Permaculturing in Portugal

One family's attempts to live in a more planet-friendly way

Pruning quinces

Waning moon in January. A good time for the winter pruning, especially now the heavy frost of the last week has given way to milder temperatures. Time to give the quinces some serious attention. They are choked with dead wood and the rock hard mummies of last years’ fruit full of overwintering brown rot spores. We lost a lot of fruit to brown rot last year, a legacy of 2009-10’s unusually wet winter and several years of neglect, and we need to bring the trees back to health as well as reduce the substantial reservoir of brown rot spores on the quinta.

Unpruned quince with fruit 'mummies' containing overwintering brown rot spores

I’m not keen on fruit tree bootcamps – all that regimented uniformity in complete submission to man’s agricultural agenda – but when the tree is too choked for its own health with old, non-productive and dead growth, the bulk of its fruit is too far out of reach to be pickable, and rots on the tree for lack of light and circulating air, then it’s time to intervene.

Left to their own devices, natural ungrafted quinces have more of a shrub or bush-type habit than a tree and will form suckers prolifically, ending up as a thick unruly hedge. Quinces are co-terminous – producing the bulk of their fruit on last year’s new growth – so the cultivation ideal removes suckers to emphasise a single trunk and the tree is pruned to maintain the young wood in a vase shape, allowing plenty of light and air into the centre and keeping fruit within harvestable height.
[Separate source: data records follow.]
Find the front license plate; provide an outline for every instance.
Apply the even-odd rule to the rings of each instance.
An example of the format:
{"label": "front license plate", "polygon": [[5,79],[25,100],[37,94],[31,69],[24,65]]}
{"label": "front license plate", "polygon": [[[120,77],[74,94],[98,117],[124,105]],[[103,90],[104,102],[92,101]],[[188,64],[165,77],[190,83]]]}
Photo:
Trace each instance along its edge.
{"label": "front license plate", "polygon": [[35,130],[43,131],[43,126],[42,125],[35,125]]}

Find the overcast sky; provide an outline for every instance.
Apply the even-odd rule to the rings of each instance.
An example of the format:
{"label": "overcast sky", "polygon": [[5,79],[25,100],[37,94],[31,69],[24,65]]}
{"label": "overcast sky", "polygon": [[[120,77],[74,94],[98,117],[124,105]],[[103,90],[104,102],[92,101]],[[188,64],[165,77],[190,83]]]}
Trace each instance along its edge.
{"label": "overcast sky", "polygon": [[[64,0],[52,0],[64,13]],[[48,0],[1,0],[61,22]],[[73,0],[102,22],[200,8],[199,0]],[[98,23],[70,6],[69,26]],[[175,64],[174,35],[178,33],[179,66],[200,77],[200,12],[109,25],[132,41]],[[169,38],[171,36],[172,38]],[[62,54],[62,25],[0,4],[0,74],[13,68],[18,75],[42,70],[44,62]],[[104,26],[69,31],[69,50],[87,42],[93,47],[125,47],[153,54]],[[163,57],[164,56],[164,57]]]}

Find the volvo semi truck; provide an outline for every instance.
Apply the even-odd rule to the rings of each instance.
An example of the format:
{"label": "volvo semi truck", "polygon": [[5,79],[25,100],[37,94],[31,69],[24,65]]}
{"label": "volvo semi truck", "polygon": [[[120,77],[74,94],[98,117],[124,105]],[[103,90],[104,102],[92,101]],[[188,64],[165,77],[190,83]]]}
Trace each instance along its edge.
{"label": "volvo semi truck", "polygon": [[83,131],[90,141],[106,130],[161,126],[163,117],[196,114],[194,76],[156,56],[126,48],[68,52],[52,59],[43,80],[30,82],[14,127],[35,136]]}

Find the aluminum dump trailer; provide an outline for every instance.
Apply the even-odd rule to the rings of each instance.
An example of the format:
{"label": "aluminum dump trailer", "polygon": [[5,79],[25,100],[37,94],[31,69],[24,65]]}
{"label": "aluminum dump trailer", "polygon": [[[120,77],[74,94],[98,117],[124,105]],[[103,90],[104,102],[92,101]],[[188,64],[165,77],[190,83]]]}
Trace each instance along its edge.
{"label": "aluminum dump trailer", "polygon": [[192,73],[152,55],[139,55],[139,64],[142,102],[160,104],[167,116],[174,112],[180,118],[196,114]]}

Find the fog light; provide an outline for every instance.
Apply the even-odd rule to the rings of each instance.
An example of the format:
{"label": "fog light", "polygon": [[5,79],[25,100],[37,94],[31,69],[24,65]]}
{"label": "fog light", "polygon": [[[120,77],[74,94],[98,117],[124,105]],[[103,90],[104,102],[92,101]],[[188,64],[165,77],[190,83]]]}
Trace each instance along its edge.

Quinces bushes overwhelmed with brambles and bracken

There’s quinces in there somewhere

Our quinces are a long way from that ideal. Even ‘unruly hedge’ carries a hint of more order than is evident here. They’ve suckered freely in all directions, with new wood growing amidst and around old wood and other trees, creating a tangled mass of stems and branches, and making the removal of the old wood awkward, especially when they’re growing on a steep slope and are also full of brambles, bracken and ivy. Shoots have grown to 4-5m on the drier slopes, but where the ground is moister, are up to 7m. There’s a few years’ worth of pruning work here to get them into a reasonable state and make breathing space for the other trees growing amongst them, so this year I’m going to concentrate mostly on removing dead wood and the cankered branches and fruit ‘mummies’ holding the brown rot spores.